Ion channels in the apical membrane of rat inner medullary collecting duct (IMCD) cells in primary culture were studied with the patch-clamp technique. A 27.5 +/- 1.2 pS non-selective cation channel was characterized in inside-out patches. The channel did not discriminate between Na+ and K+ (n = 8) and had a Na permeability-to-Cl permeability (PNa:PCl) ratio of 13:1 (n = 3). Amiloride (5 x 10(-7) M, n = 5) on the extracellular side of the membrane inhibited channel activity 10-fold at negative membrane voltages (voltage refers to cell interior with respect to patch pipette). This diuretic decreased the mean open time and increased the mean closed time without altering single-channel conductance. Voltage-dependent inhibition of this channel by amiloride distinguishes its behavior from other known nonselective cation channels.

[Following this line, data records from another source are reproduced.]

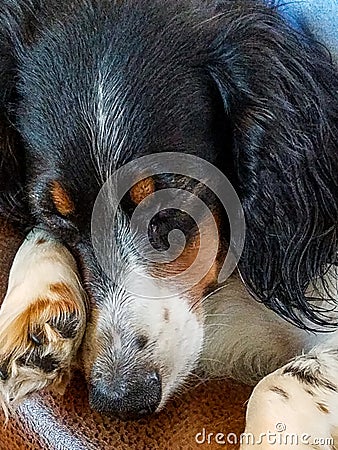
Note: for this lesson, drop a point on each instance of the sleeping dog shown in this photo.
(90, 86)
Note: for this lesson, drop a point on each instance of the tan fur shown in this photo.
(142, 189)
(43, 290)
(61, 199)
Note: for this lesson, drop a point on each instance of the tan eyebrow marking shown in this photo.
(142, 189)
(61, 199)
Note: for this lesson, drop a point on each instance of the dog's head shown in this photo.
(231, 83)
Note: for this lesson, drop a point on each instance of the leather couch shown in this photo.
(66, 422)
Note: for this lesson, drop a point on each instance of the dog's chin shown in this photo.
(134, 361)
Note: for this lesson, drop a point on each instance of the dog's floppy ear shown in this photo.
(16, 22)
(281, 94)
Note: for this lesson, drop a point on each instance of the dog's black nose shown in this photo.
(131, 399)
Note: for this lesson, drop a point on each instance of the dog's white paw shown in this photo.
(42, 319)
(294, 407)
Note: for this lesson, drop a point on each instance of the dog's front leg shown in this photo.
(42, 319)
(297, 405)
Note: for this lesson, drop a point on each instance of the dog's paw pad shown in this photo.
(39, 343)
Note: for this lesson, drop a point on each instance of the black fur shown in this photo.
(229, 81)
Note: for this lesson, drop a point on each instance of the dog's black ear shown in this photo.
(280, 92)
(12, 203)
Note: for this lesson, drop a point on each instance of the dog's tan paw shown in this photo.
(42, 321)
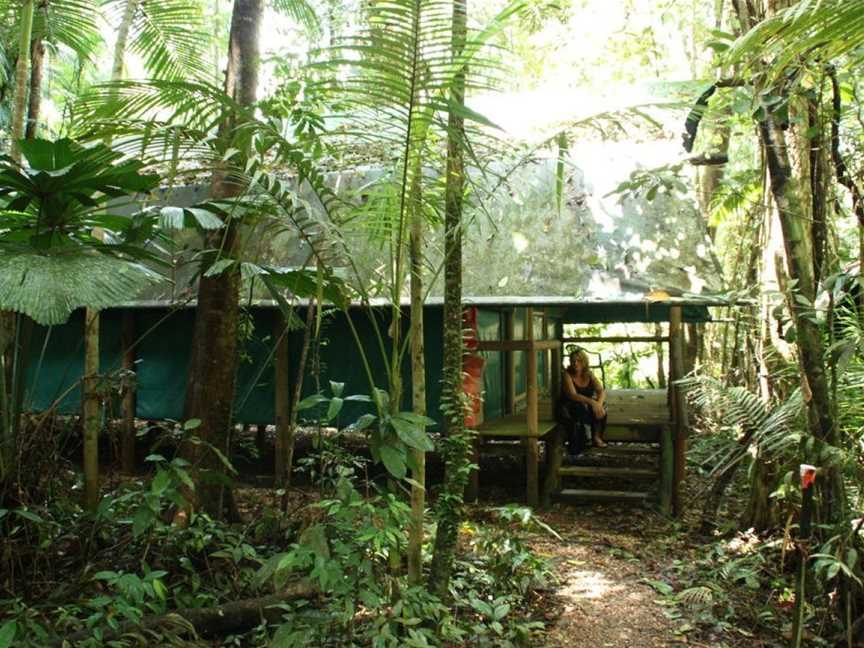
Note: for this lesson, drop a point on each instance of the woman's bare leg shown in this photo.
(598, 431)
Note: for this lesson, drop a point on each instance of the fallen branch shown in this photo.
(230, 618)
(708, 160)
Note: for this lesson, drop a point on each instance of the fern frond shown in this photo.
(695, 597)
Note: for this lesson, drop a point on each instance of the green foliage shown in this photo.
(50, 260)
(818, 29)
(648, 183)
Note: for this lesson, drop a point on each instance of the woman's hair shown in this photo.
(579, 354)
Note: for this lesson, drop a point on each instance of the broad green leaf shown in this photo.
(48, 287)
(7, 633)
(411, 435)
(393, 460)
(334, 408)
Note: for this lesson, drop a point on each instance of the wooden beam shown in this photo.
(127, 439)
(679, 404)
(554, 459)
(618, 338)
(531, 444)
(517, 345)
(282, 396)
(509, 366)
(667, 471)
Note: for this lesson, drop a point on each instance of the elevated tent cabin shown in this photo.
(519, 340)
(529, 350)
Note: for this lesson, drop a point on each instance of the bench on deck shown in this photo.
(638, 415)
(635, 415)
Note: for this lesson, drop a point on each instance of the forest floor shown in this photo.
(620, 569)
(602, 560)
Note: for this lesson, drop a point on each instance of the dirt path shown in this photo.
(603, 556)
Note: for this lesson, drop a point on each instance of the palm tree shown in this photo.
(50, 260)
(457, 444)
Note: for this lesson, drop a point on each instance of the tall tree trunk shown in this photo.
(22, 74)
(845, 179)
(92, 419)
(418, 382)
(456, 446)
(10, 352)
(122, 41)
(37, 59)
(213, 369)
(797, 237)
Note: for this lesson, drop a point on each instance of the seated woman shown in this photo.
(582, 401)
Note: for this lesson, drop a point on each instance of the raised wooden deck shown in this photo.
(516, 426)
(637, 414)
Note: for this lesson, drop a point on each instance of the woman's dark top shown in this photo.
(569, 411)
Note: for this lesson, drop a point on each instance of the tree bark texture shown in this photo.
(282, 403)
(845, 179)
(22, 74)
(127, 443)
(456, 447)
(122, 41)
(213, 369)
(37, 60)
(418, 382)
(92, 409)
(219, 621)
(799, 261)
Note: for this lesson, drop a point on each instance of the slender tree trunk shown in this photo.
(127, 443)
(418, 383)
(282, 406)
(456, 446)
(799, 259)
(298, 389)
(845, 179)
(92, 419)
(22, 74)
(37, 59)
(661, 361)
(9, 322)
(213, 370)
(91, 399)
(122, 41)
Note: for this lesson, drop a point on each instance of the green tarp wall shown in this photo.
(162, 352)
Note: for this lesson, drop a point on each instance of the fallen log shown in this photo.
(230, 618)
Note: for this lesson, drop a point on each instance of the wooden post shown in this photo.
(510, 365)
(554, 458)
(531, 444)
(127, 439)
(92, 418)
(678, 402)
(281, 400)
(667, 470)
(472, 489)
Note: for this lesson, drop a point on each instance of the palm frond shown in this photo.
(772, 430)
(827, 29)
(302, 12)
(74, 23)
(48, 287)
(169, 36)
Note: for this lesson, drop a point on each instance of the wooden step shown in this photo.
(633, 433)
(608, 471)
(625, 450)
(588, 495)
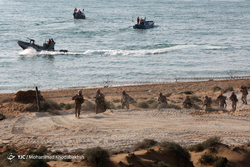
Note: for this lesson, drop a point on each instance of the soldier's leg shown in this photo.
(242, 99)
(79, 110)
(123, 105)
(96, 108)
(233, 106)
(127, 105)
(75, 110)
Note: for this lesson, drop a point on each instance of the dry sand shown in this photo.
(118, 129)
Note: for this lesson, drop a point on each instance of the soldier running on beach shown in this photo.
(207, 102)
(244, 94)
(125, 100)
(187, 103)
(222, 101)
(78, 103)
(100, 102)
(234, 100)
(162, 101)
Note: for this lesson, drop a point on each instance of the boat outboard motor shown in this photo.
(51, 45)
(45, 46)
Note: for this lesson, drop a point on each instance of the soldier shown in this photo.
(100, 104)
(244, 94)
(207, 102)
(187, 103)
(78, 103)
(125, 100)
(234, 100)
(222, 101)
(162, 101)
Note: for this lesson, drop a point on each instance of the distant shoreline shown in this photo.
(113, 84)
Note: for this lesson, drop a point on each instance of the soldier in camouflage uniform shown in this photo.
(162, 101)
(78, 103)
(234, 100)
(187, 103)
(207, 102)
(100, 102)
(244, 94)
(222, 101)
(125, 100)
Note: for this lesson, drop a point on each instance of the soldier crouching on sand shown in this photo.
(78, 103)
(234, 100)
(125, 100)
(187, 103)
(207, 102)
(244, 94)
(162, 101)
(222, 101)
(100, 102)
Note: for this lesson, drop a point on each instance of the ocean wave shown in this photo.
(119, 52)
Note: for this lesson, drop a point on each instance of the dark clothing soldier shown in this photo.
(100, 102)
(78, 103)
(187, 103)
(244, 94)
(162, 101)
(207, 102)
(222, 101)
(125, 100)
(234, 100)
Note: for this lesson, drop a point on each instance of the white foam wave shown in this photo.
(120, 52)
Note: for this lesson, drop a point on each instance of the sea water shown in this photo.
(191, 40)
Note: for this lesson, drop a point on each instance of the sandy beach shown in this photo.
(119, 129)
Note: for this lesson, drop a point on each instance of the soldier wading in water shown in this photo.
(78, 103)
(100, 103)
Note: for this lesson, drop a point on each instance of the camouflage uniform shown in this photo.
(162, 101)
(222, 101)
(234, 100)
(100, 102)
(125, 100)
(244, 94)
(187, 103)
(78, 103)
(207, 102)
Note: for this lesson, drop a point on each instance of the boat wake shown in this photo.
(153, 51)
(30, 52)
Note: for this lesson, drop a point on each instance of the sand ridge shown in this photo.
(120, 129)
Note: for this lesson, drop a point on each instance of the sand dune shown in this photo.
(120, 129)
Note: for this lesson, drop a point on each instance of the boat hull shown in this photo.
(145, 25)
(77, 16)
(25, 45)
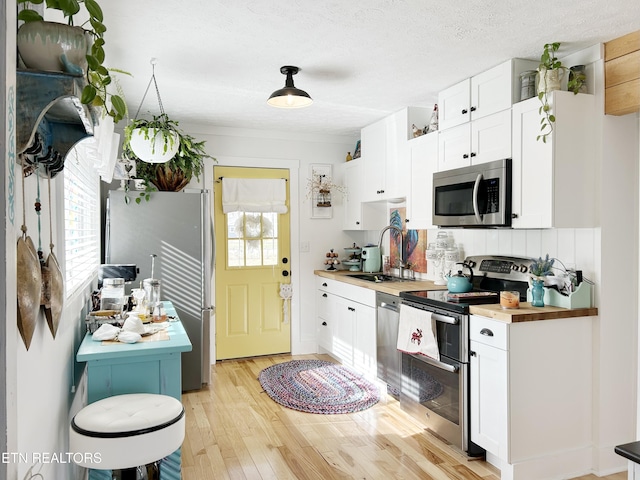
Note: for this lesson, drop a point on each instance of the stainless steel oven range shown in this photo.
(437, 392)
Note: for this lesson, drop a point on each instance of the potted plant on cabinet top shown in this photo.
(161, 136)
(551, 72)
(53, 46)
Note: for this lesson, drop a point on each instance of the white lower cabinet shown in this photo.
(346, 320)
(530, 395)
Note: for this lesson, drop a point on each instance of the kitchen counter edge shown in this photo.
(392, 288)
(526, 313)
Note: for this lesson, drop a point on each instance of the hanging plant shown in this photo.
(174, 174)
(320, 188)
(166, 158)
(551, 72)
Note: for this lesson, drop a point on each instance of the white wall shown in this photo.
(8, 293)
(45, 391)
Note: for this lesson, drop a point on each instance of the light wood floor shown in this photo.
(235, 431)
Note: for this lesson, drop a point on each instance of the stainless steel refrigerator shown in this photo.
(177, 227)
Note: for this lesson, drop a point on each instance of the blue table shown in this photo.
(145, 367)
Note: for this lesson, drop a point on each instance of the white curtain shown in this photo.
(254, 195)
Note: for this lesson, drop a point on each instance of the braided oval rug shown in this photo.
(318, 386)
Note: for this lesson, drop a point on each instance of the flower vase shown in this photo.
(537, 293)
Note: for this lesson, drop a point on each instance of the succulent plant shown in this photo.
(542, 267)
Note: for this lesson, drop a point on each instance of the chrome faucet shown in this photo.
(401, 262)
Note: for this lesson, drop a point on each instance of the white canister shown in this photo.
(371, 259)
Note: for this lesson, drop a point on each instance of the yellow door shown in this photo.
(252, 260)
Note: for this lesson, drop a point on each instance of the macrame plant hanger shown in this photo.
(150, 144)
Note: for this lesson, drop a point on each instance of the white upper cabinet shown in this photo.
(454, 104)
(484, 94)
(386, 154)
(424, 162)
(480, 141)
(374, 156)
(359, 215)
(554, 181)
(455, 146)
(353, 198)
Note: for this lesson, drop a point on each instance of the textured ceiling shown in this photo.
(219, 60)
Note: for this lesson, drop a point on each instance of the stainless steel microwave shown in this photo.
(473, 196)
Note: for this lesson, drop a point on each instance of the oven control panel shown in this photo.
(511, 268)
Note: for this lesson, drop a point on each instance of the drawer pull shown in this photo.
(486, 332)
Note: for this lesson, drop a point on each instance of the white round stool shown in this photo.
(126, 431)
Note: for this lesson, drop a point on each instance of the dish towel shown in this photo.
(417, 332)
(254, 195)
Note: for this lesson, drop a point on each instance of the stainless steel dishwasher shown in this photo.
(389, 358)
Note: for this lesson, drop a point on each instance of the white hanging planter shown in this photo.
(151, 147)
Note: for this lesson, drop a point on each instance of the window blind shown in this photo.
(81, 221)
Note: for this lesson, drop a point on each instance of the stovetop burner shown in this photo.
(445, 300)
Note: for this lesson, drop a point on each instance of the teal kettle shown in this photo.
(460, 283)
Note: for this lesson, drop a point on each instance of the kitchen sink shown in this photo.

Neither voltage, Ba2+ (1 mM), tetraethylammonium (5 mM) nor changes in the bath pH (6.1 to 8.0) altered channel activity. Although the channels were active in 41% of the patches in the inside-out configuration, with a percent open time lying between 35 and 60 (-70 to +60 mV), channels were only active in 9% of the cell-attached patches. In preliminary microelectrode studies we have observed an amiloride-inhibited conductance in the apical membrane of isolated and perfused rat IMCD. Therefore, this novel nonselective cation channel identified in IMCD cells in culture may represent the amiloride-sensitive conductance observed in isolated and perfused IMCD and may mediate electrogenic Na+ absorption.